Geoffrey Chaucer in Context
Title | Geoffrey Chaucer in Context PDF eBook |
Author | Ian Johnson |
Publisher | Cambridge University Press |
Pages | 499 |
Release | 2019-07-11 |
Genre | Literary Criticism |
ISBN | 1107035643 |
Provides a rich and varied reference resource, illuminating the different contexts for Chaucer and his work.

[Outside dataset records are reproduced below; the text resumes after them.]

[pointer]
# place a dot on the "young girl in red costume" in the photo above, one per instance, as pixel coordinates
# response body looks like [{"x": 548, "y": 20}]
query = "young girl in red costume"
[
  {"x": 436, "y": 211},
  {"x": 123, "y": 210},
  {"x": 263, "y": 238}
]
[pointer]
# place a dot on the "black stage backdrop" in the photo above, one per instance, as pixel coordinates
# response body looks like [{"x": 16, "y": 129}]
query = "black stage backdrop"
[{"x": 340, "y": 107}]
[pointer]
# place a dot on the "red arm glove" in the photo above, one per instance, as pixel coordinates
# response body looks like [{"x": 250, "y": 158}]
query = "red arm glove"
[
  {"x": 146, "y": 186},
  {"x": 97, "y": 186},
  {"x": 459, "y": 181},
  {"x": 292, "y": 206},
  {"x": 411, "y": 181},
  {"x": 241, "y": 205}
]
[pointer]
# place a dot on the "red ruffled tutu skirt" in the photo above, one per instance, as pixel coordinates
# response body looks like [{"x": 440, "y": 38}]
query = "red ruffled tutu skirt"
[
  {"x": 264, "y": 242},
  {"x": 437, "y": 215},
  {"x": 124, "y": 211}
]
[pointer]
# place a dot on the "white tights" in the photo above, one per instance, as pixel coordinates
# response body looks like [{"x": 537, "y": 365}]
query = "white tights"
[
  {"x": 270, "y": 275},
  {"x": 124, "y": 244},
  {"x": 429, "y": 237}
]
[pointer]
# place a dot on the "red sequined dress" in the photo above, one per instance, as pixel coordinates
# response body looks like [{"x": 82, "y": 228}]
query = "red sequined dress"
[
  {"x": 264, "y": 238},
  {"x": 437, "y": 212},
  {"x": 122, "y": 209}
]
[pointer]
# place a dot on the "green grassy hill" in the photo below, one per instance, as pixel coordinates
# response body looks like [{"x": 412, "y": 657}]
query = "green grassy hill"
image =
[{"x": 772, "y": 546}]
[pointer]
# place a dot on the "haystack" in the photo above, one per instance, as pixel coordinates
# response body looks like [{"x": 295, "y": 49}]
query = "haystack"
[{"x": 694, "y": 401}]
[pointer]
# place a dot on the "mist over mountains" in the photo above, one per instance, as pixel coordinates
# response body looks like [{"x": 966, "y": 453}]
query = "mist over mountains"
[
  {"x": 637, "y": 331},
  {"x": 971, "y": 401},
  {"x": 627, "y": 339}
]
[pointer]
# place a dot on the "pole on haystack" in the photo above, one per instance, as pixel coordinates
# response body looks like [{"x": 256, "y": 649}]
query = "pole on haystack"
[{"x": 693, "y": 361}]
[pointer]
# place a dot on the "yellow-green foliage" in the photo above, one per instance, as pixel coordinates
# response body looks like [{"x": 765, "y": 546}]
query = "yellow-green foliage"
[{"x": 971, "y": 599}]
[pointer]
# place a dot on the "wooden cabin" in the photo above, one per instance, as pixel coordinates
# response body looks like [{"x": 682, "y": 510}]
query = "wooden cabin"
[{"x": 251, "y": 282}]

Chaucer and the Roman de la Rose
Title | Chaucer and the Roman de la Rose PDF eBook |
Author | Dean Spruill Fansler |
Publisher | |
Pages | 298 |
Release | 1914 |
Genre | English poetry |
ISBN |
Chaucer and the Roman de la Rose
Title | Chaucer and the Roman de la Rose PDF eBook |
Author | Dean Spruill Fansler |
Publisher | |
Pages | 296 |
Release | 1965 |
Genre | English poetry |
ISBN |
Pasolini, Chaucer and Boccaccio
Title | Pasolini, Chaucer and Boccaccio PDF eBook |
Author | Agnès Blandeau |
Publisher | McFarland |
Pages | 219 |
Release | 2006-07-19 |
Genre | Literary Criticism |
ISBN | 0786422475 |
Pier Pasolini's "trilogy of life" is a series of film adaptations of major texts of the past: The Decameron, The Canterbury Tales, and One Thousand and One Nights. The movies demonstrate a film author's acute aesthetic sensibility through a highly original cinematic rendering of the sources. The first two films, closely examined in this book, offer a personal, purposefully stylized vision of the Middle Ages, as though Pasolini were dreaming Boccaccio's and Chaucer's texts through the filter of his "heretic" consciousness. The unusual poetic visualization of the source works, which could be described as irreverent cinematic homage, has the potential to renew the traditional reading of such literature. This book shows how cinema becomes an alternative form of storytelling. It first studies the two films in detail, putting them in perspective within the trilogy. Next it interprets them, recounting misinterpretations and expounding upon Pasolini's ideological perception, and defends the oft-criticized adaptations. Finally, it discusses how the films represent innovation over strict adaptation. Appendices offer charts with information on the narrative structures of the films and the correspondences between them.